8. Anon - June 1, 2013

Is there any chance you lesbians can see sex as a basic instinct among animals to reproduce? And that it is that strong extinction prevention instinct and not some patriarchal conspiracy that makes both men and women want to do it?

Summerspeaker - June 1, 2013

Probably not.

Anon - June 2, 2013

I didn’t think so. Still, a dose of sanity was worth a shot. Anyway, go back to thinking that only asexual animals are non-rapists and that every sex act is the result of conscious hate instead of natural urges. I’m just glad that sane people rule the world, otherwise humans would be extinct a long time ago. If that’s patriarchy, than we need way more patriarchy!

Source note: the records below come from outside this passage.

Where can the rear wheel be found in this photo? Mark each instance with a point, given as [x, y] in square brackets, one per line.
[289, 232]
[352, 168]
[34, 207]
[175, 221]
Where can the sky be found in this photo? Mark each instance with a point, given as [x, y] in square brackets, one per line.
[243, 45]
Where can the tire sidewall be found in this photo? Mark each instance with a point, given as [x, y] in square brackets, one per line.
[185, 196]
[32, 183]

9. oogenhand - June 24, 2013

Reblogged this on oogenhand and commented:
Power inequality makes full consent to any sex act impossible. However, no reproduction requires either eternal youth or euthanasia. Euthanasia creates its own consent problems, and then some.

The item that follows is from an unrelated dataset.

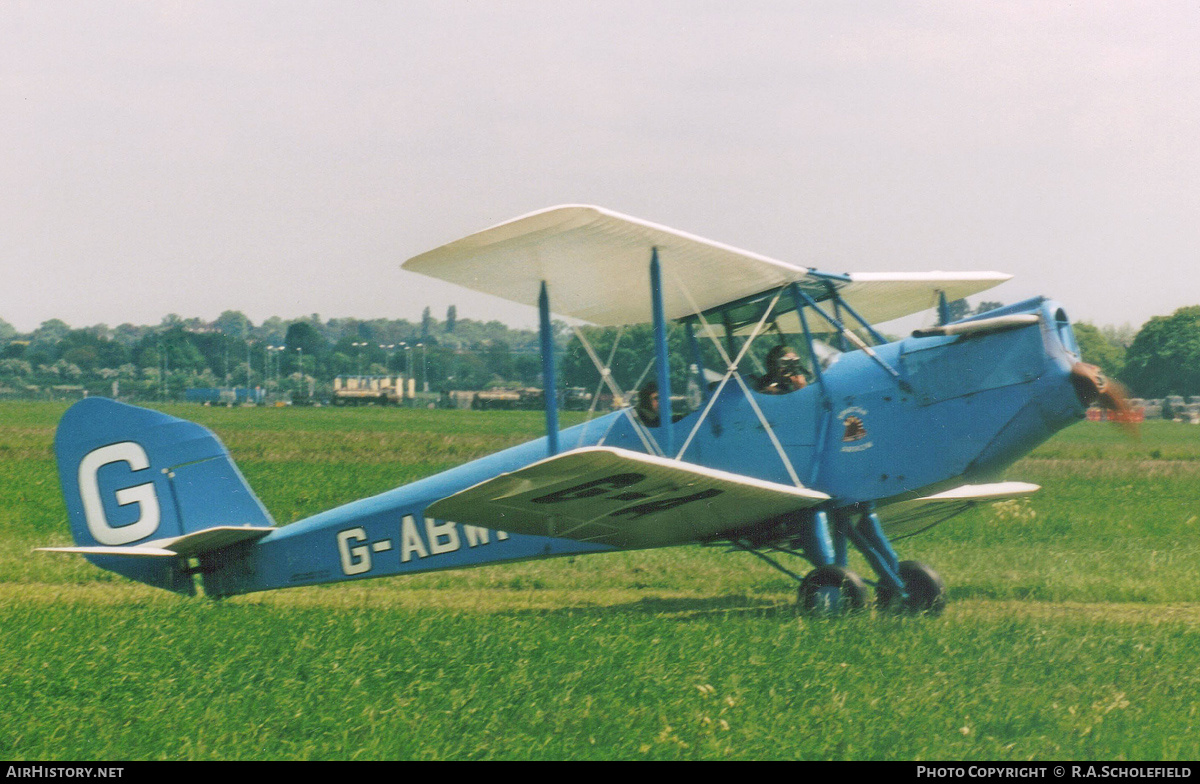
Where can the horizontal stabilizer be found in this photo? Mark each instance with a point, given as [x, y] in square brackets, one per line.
[191, 544]
[622, 498]
[906, 518]
[595, 265]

Summerspeaker - July 6, 2013

I like eternal youth, though I’m not necessarily advocating against reproduction. Nor does reproduction even today necessarily involve a sex act – depending on how you define it!

oogenhand - July 7, 2013

Reproduction does not require a sex act, but the technologies are still prohibitely expensive.

Anon - July 7, 2013

You do realize that it is women’s nature to want a man whom they can look up to, or a man that is more powerful than her, right? That’s the essence of femininity. A woman can’t get horny unless there is “power-inequality.” But I don’t expect a group of lesbians to understand what female nature responds to all across the animal kingdom. Suffice it to say, that women don’t get turned on by non-aggressive males, or by their equals.

Summerspeaker - July 9, 2013

Nope, I did not and still do not know that. I tend toward skepticism of all purported essential natures. If that is the essence of femininity, then femininity seems like a trick to make men more powerful.